Conformal mapping of disk, surjective, not injective

Question

Is there an example of a conformal mapping of the disk onto itself which is not injective? If not, how may we prove there does not exist such a map?

This came up in the answer to this question.

Answer 1

I do not know a simple example, but here is a construction that works.

Let $D^2$ be the open unit disk, and let $U$ be a $C^\infty$ manifold diffeomorphic to the open unit disk. Let $f\colon U \to D^2$ be a $C^\infty$ map with the following properties:

1. $f$ is surjective but not injective.

2. $f$ is a local diffeomorphism.

It should be clear geometrically that such a map exists. (See this question.) Then the complex structure on $D^2$ lifts via $f$ to a complex structure on $U$, under which $f$ becomes a holomorphic map.
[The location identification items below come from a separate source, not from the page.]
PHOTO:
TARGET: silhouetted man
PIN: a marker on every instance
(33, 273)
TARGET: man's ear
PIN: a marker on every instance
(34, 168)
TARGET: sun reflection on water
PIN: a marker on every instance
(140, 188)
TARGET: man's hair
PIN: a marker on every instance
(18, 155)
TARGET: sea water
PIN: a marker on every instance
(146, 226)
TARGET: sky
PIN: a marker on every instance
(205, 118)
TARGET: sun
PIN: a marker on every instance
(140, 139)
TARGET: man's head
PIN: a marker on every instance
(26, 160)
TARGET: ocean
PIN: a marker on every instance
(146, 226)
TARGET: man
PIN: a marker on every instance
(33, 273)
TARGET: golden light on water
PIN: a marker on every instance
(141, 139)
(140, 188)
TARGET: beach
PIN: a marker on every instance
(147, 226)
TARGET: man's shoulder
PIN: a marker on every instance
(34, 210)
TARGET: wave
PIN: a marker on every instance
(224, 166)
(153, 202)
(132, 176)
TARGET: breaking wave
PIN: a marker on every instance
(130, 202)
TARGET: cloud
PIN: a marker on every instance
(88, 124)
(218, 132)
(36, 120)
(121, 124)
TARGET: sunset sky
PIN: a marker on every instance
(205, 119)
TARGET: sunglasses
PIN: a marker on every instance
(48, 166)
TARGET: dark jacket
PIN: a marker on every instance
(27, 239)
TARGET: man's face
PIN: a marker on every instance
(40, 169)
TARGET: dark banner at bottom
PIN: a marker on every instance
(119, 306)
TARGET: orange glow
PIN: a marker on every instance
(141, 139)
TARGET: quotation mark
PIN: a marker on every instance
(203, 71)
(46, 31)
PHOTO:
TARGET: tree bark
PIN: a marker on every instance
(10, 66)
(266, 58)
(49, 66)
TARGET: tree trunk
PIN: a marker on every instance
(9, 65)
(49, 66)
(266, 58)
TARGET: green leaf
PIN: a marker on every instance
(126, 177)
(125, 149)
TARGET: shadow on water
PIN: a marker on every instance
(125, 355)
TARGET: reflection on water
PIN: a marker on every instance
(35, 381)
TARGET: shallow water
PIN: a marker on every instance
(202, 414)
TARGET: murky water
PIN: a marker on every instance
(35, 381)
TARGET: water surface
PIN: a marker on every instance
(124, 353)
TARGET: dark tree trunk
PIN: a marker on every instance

Since $U$ is simply connected, the uniformization theorem states that $U$ must be conformally equivalent to either the Riemann sphere, the complex plane, or the open unit disk. Since $f$ is a bounded, non-constant holomorphic function on $U$, it follows from Liouville's Theorem that $U$ must be conformally equivalent to the open unit disk, so there exists a biholomorphism $g\colon D^2 \to U$. Then the composition $f\circ g$ is the desired map.

Of course, the uniformization theorem is only an existence statement, so this proof isn't constructive. In practice, though, many of the usual techniques for approximating Riemann maps should work fairly well for approximating $g$.